Veterans are a higher risk group because of their sacrifices to protect our nation. Among patients at Department of Veterans Affairs facilities, prostate cancer accounts for over 31% of all cancer diagnoses, which is no surprise if you know the prevalence — 200,000 veterans are survivors and an estimated 12,000 new patients are diagnosed annually.

Thankfully, there has been significant innovation in improving early detection of cancer. The use of advanced genomic tests is helping better determine a veteran’s risk of harboring undetected prostate cancer.

A prostate biopsy is the only way a doctor is able to diagnose prostate cancer. The procedure requires a physician to use a needle biopsy tool to remove 12 small prostate samples through the patient’s rectum. However, since less than 1% of the prostate is biopsied, there is a possibility the biopsy needle simply missed cancer cells, which happens in about 25% to 35% of biopsies. Understandably, the possibility of missed cancer is stressful for men and their doctor.

Most men will die with prostate cancer rather than of prostate cancer. Even if prostate cancer is detected, it may be best for the patient to live with the disease if it is the non-aggressive form. Active surveillance, the process of monitoring rather than treating non-aggressive cancer, may be recommended when the risks or side effects of cancer treatment (like surgery and radiation) outweigh their potential benefits.
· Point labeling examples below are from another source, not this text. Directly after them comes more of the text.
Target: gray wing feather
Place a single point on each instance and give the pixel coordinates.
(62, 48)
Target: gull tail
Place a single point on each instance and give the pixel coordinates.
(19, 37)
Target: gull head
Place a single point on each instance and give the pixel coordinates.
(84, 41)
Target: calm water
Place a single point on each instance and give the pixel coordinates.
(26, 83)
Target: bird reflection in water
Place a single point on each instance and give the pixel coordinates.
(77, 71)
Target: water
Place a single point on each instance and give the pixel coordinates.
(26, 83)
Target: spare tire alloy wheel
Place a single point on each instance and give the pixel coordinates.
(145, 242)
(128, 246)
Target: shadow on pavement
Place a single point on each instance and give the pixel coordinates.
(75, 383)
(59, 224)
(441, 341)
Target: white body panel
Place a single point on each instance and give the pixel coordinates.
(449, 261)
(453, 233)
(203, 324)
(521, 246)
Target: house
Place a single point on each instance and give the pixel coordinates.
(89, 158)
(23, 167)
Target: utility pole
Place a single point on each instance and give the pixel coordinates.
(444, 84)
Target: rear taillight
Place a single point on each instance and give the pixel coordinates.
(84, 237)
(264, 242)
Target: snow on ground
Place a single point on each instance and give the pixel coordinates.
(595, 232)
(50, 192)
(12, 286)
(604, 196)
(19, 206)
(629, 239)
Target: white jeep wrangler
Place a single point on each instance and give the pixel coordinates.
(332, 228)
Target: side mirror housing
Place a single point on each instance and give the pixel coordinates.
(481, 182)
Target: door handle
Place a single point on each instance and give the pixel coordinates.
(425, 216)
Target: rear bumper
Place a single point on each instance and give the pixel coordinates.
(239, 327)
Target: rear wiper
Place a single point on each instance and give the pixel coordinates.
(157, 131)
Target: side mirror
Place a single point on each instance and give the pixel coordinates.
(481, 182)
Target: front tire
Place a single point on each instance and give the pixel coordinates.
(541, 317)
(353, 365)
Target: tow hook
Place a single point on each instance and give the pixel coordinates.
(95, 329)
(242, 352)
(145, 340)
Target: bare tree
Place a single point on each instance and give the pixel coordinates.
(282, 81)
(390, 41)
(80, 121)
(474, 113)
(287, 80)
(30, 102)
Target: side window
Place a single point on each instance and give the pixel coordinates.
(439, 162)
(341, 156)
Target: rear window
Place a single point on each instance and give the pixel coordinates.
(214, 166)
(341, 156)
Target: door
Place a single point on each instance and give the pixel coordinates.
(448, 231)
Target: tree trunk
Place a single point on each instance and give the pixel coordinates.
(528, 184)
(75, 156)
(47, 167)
Fortunately, the rapid evolvement of genomic testing is allowing urologists to detect cancer significantly earlier and make treatment decisions with more confidence. These tests can identify changes in DNA to confirm or rule out a suspected condition, such as cancer, or help determine a person’s risk of aggressive disease that needs to be treated right away. Precision medicine gives us — that is, both urologists and our patients — more information to make better clinical decisions.
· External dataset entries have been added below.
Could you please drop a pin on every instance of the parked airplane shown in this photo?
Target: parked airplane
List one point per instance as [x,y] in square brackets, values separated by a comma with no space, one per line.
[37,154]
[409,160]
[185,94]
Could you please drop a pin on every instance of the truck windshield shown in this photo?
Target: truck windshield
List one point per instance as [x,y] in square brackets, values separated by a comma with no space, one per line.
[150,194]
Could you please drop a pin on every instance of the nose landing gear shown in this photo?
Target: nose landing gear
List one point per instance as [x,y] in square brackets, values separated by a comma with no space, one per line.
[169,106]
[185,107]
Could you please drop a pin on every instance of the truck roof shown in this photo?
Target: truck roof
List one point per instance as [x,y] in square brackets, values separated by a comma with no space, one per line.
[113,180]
While all of this innovation is incredible, it’s important for veterans to advocate for their health and the adoption of these tools by health systems, including the Veterans Health Administration. Some of the VHA’s biggest concerns — long wait times, cost, quality of care — can be addressed with the uptake of genomic testing. Given the significant number of veteran prostate cancer survivors, one of the biggest issues is overtreatment of non-aggressive prostate cancer. Urologists sometimes diagnose and overtreat men with slow-growing, non-aggressive cancer, which will likely never impact the patient’s daily life or health, who then undergo unnecessary treatment with unpleasant side effects.
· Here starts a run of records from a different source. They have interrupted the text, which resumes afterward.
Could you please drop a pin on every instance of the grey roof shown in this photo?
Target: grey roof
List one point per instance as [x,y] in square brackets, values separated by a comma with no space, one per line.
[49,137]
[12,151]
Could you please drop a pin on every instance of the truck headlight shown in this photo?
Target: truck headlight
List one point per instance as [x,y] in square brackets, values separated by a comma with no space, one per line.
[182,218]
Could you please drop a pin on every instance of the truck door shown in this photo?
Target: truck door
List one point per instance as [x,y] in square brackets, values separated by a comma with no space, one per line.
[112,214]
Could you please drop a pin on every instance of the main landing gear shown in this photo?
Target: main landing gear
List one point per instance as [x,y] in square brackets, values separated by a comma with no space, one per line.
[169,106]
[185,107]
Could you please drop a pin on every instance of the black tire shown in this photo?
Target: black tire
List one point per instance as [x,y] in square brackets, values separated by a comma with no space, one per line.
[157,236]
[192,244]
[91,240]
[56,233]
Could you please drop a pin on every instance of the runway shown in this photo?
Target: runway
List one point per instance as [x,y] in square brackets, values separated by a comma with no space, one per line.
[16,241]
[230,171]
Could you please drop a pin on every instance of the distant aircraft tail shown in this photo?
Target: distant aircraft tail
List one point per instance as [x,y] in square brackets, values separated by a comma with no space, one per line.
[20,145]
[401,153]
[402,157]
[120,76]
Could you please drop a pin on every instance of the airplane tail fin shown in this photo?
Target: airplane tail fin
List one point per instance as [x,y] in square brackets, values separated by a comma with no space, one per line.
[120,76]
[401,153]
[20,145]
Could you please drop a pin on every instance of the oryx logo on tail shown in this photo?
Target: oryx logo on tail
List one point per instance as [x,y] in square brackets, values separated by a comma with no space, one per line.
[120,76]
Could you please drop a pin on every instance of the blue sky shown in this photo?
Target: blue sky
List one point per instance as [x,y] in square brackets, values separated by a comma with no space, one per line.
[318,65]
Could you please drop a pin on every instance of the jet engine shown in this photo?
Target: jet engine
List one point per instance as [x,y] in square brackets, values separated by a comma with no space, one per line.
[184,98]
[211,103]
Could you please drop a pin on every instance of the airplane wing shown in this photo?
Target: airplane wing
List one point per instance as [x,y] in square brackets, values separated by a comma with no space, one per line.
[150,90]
VHA urologists now have access to better tools — there are currently many genomic tests for prostate cancer available to federal government health care providers including ConfirmMDx, SelectMDx, OncotypeDx and Prolaris.

For the second year in a row, the House Appropriations subcommittee on Military Construction, Veterans Affairs, and Related Agencies has directly encouraged the VHA to increase the use of prostate cancer biomarkers, particularly to address the common concern of false-negative biopsies, in its appropriations bill in both 2020 and 2019. This guidance from Congress opens the door for the use of precision medicine in VHA settings. Unfortunately, the widespread adoption of genomic tests in the VHA has been slow.

If prostate cancer is detected early, the five-year survival rate is nearly 100%. However, the five-year survival rate drops to 30% if the cancer has metastasized. Let’s face it — men often forget to prioritize their health, so getting fast, accurate results to drive down repeat appointments is critical to the health outcomes of thousands of veterans each year.

Urologists are unified behind one goal: to limit and ultimately eliminate the risk of death from prostate cancer by using precision medicine to identify men who are at an increased risk for developing aggressive, life-threatening forms of prostate cancer that need treatment.

For the largest integrated health care system in the U.S., change isn’t easy. However, with Congress recognizing the benefits of genomic tests and making these recommendations, we need to support the VHA in using these cost-efficient, life-saving tests. Veterans at risk of prostate cancer can be their own best advocates, and I encourage them to ask their physicians about genetic testing, no matter where they are on their prostate cancer diagnosis journey.

Dr. Leonard Gomella is the Bernard W. Godwin Jr. Professor of Prostate Cancer and Chairman of the Department of Urology at Jefferson Medical College in Philadelphia. He is also associate director for clinical affairs for the Sidney Kimmel Cancer Center at Jefferson and urology chairman for Radiation Therapy Oncology Group, serving as lead urology investigator on multiple national trials. Dr. Gomella is a paid adviser for MDxHealth.